I would like to share my opinion.

SBXCrossOver generates two children in the original. However, Optuna's Operator must generate only one child. Therefore, the existing implementation generates a child that is a mix of the two children. To get closer to the original implementation, it seems to be better to randomly generate one of the two children.

Also, how about changing the default value of eta to 1 for single-objective optimization?

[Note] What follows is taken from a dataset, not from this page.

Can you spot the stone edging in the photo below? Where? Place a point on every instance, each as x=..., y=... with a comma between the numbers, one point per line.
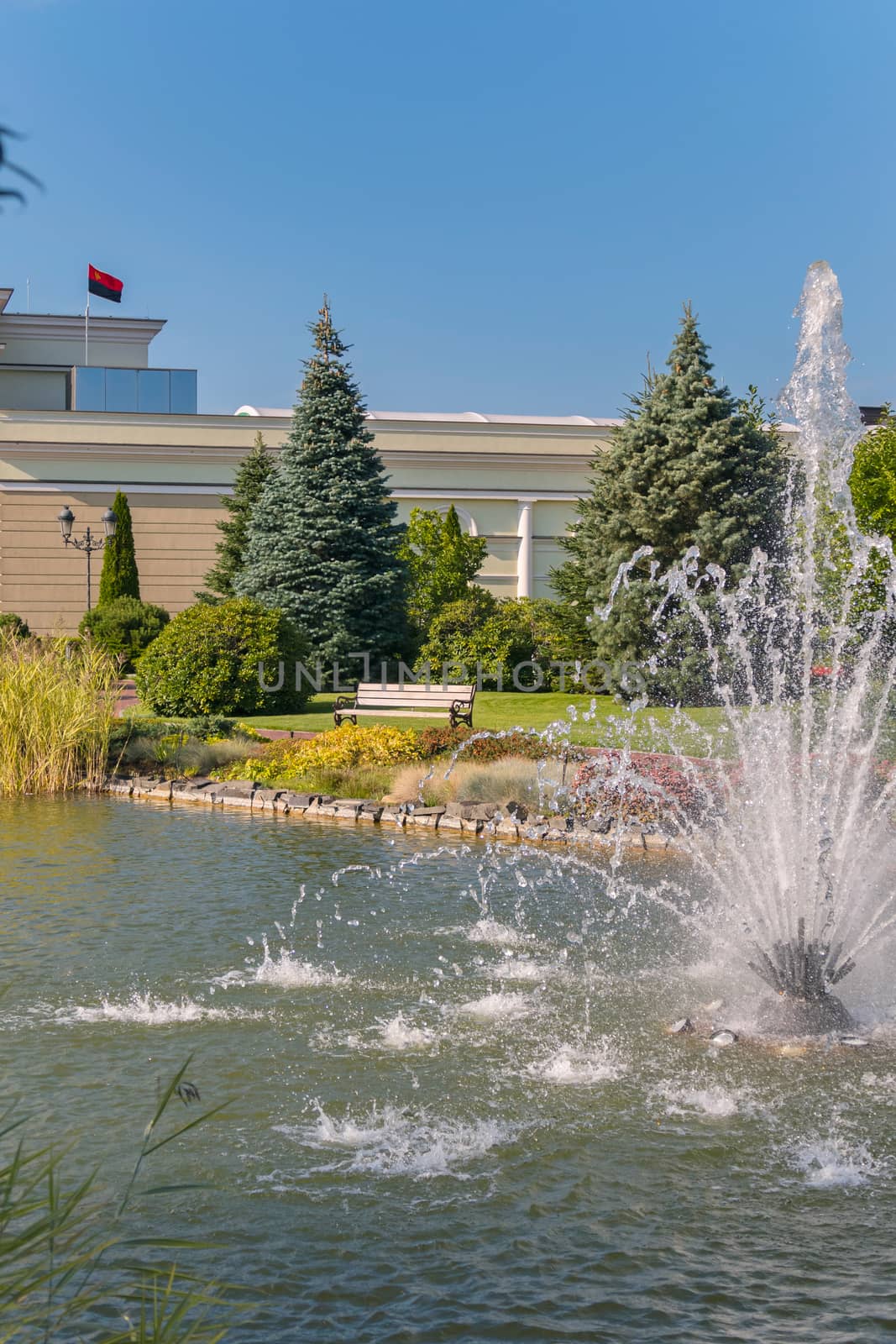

Currently, the setting is 2, but I couldn't find a reason for it.
https://github.com/optuna/optuna/blob/master/optuna/samplers/nsgaii/_crossovers/_sbx.py#L57

I tried such an implementation and it seems to work well.

FYI: I also fixed vSBXCrossOver (#6000 (reply in thread)).

    def crossover(
        self,
        parents_params: np.ndarray,
        rng: np.random.RandomState,
        study: Study,
        search_space_bounds: np.ndarray,
    ) -> np.ndarray:
        # https://www.researchgate.net/profile/M-M-Raghuwanshi/publication/267198495_Simulated_Binary_Crossover_with_Lognormal_Distribution/links/5576c78408ae7536375205d7/Simulated-Binary-Crossover-with-Lognormal-Distribution.pdf
        # Section 2 Simulated Binary Crossover (SBX)

        # To avoid generating solutions that violate the box constraints,
        # alpha1, alpha2, xls and xus are introduced, unlike the reference.
        xls = search_space_bounds[..., 0]
        xus = search_space_bounds[..., 1]

        xs_min = np.min(parents_params, axis=0)
        xs_max = np.max(parents_params, axis=0)
        if self._eta is None:
            eta = 20.0 if study._is_multi_objective() else 1.0  # Suggestion 2: change default eta to 1.0
        else:
            eta = self._eta

        xs_diff = np.clip(xs_max - xs_min, 1e-10, None)
        beta1 = 1 + 2 * (xs_min - xls) / xs_diff
        beta2 = 1 + 2 * (xus - xs_max) / xs_diff
        alpha1 = 2 - np.power(beta1, -(eta + 1))
        alpha2 = 2 - np.power(beta2, -(eta + 1))

        us = rng.rand(len(search_space_bounds))
        mask1 = us > 1 / alpha1  # Equation (3).
        betaq1 = np.power(us * alpha1, 1 / (eta + 1))  # Equation (3).
        betaq1[mask1] = np.power((1 / (2 - us * alpha1)), 1 / (eta + 1))[mask1]  # Equation (3).

        mask2 = us > 1 / alpha2  # Equation (3).
        betaq2 = np.power(us * alpha2, 1 / (eta + 1))  # Equation (3)
        betaq2[mask2] = np.power((1 / (2 - us * alpha2)), 1 / (eta + 1))[mask2]  # Equation (3).

        c1 = 0.5 * ((xs_min + xs_max) - betaq1 * xs_diff)  # Equation (4).
        c2 = 0.5 * ((xs_min + xs_max) + betaq2 * xs_diff)  # Equation (5).

        # SBX applies crossover with establishment 0.5, and with probability 0.5,
        # the gene of the parent individual is the gene of the child individual.
        # The original SBX creates two child individuals,
        # but optuna's implementation creates only one child individual.
        # Therefore, when there is no crossover,
        # the gene is selected with equal probability from the parent individuals x1 and x2.

        # child_params_list = []
        # for c1_i, c2_i, x1_i, x2_i in zip(c1, c2, parents_params[0], parents_params[1]):
        #     if rng.rand() < 0.5:
        #         if rng.rand() < 0.5:
        #             child_params_list.append(c1_i)
        #         else:
        #             child_params_list.append(c2_i)
        #     else:
        #         if rng.rand() < 0.5:
        #             child_params_list.append(x1_i)
        #         else:
        #             child_params_list.append(x2_i)
        # child_params = np.array(child_params_list)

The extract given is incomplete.